Overdiverged and potentially misdated sequences from Italy (Sicily/Campania)
corneliusroemer opened this issue · 1 comments
Release date: 2024-01-15
Submitter: Viscardi et al.,
Submitting institution: Istituto Zooprofilattico Sperimentale del Mezzogiorno, Hanimal Health
Country: Italy (Sicily/Campania)
NCBI virus link: https://www.ncbi.nlm.nih.gov/labs/virus/vssi/#/virus?SeqType_s=Nucleotide&VirusLineage_ss=Monkeypox%20virus,%20taxid:10244&Authors_idx%20q.op%3DAND=viscardi&CreateDate_dt=2024-01-09T00:00:00.00Z%20TO%202024-01-20T23:59:59.00Z
Example Genbank: https://www.ncbi.nlm.nih.gov/nuccore/PP098578
Status: Submitter has been contacted (2024-01-19)

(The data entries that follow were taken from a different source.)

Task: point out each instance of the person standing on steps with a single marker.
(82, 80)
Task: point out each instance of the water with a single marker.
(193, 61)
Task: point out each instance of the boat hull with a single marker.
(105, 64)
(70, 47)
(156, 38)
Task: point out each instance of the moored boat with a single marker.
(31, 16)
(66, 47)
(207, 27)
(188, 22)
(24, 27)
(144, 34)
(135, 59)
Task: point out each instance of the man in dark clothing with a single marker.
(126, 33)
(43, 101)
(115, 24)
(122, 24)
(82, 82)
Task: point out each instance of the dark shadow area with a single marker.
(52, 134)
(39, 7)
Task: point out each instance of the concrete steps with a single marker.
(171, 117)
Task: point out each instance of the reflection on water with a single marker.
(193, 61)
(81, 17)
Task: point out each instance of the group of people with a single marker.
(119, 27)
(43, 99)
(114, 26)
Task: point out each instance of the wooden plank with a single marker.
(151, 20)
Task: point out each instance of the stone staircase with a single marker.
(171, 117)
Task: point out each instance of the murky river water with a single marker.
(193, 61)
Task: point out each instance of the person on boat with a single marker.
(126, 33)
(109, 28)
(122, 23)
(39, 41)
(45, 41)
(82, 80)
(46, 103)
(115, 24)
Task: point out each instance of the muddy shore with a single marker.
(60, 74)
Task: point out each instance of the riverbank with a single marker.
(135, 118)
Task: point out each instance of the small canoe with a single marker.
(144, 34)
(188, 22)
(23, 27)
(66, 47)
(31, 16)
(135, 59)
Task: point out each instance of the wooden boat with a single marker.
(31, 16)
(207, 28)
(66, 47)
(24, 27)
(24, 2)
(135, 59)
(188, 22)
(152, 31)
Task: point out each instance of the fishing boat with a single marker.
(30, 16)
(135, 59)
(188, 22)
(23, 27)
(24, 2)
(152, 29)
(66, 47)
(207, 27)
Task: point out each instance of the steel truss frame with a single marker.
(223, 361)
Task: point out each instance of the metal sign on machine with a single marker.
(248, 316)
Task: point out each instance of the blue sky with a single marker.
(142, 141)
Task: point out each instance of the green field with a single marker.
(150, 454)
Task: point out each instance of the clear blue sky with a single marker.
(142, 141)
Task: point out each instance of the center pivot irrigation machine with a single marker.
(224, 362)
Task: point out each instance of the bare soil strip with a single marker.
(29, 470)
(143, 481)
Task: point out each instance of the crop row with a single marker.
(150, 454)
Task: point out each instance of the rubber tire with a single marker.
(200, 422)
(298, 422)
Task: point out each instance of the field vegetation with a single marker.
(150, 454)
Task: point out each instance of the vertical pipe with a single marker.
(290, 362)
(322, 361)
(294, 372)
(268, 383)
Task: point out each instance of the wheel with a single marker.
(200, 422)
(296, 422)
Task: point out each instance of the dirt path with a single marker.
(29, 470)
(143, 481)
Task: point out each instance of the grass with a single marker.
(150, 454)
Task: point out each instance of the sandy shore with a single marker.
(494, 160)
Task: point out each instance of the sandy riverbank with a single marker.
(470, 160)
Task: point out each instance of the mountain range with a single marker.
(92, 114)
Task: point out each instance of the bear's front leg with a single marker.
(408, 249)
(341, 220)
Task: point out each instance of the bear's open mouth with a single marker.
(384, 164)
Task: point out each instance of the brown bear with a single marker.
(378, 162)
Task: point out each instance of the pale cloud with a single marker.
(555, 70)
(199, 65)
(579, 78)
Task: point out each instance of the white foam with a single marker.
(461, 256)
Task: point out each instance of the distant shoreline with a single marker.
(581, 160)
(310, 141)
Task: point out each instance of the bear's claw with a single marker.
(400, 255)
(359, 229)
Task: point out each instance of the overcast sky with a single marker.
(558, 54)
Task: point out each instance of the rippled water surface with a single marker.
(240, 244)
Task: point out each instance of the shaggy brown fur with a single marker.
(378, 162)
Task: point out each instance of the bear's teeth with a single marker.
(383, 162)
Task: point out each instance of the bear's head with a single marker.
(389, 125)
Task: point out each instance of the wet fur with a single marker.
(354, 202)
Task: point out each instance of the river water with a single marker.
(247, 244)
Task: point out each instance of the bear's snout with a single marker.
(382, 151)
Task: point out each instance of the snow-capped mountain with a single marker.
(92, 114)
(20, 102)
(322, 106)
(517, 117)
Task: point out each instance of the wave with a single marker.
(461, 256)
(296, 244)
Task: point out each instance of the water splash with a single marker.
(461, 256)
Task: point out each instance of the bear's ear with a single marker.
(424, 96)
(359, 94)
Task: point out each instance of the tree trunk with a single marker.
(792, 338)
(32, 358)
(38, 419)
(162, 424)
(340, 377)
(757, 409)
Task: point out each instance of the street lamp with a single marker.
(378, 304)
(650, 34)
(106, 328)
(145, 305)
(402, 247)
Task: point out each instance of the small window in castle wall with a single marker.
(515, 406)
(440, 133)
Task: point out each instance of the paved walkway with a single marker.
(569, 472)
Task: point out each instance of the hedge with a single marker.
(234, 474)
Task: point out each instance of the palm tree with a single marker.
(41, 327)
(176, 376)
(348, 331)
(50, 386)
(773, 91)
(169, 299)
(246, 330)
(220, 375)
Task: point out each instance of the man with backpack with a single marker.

List of Genbank accessions
PP098578
PP098579
PP098580
PP098581
PP098582
PP098583
PP098584
PP098585
PP098586
PP098587
PP098588
PP098589
PP098590
PP098591
PP098592
PP098593
PP098594
PP098595
PP098596
PP098597
PP098598
PP098599
PP098600
PP098601
PP098602
PP098603
PP098604
PP098605
PP098606
PP098607
PP098608
PP098609
PP098610
PP098611
PP098612
PP098613
PP098614
PP098615
PP098616
PP098617
PP098618
PP098619
I noticed the following potential QC issues with the 42 sequences submitted by Viscardi et al. when compared against the B.1 outbreak reference:
- 13 sequences are very overdiverged, with 45 to 1450 SNPs
- Almost all sequences have frameshifts: OPG029:152-156, OPG047:477-483 caused by a single insertion
- All dates are given as 2023-05 which is surprising for the following reasons:
- It is long past the epidemic peak in Europe
- It seems unlikely that the lab would sequence so many samples from the same month and none for others
- Some sequences cluster have very few if any SNPs compared to other sequences from Europe that were collected in summer 2022, suggesting these sequences are also from summer 2022
It's very much possible that the dates are correct as it turned out in #2, the cluster might shown above might be a similar case to that issue.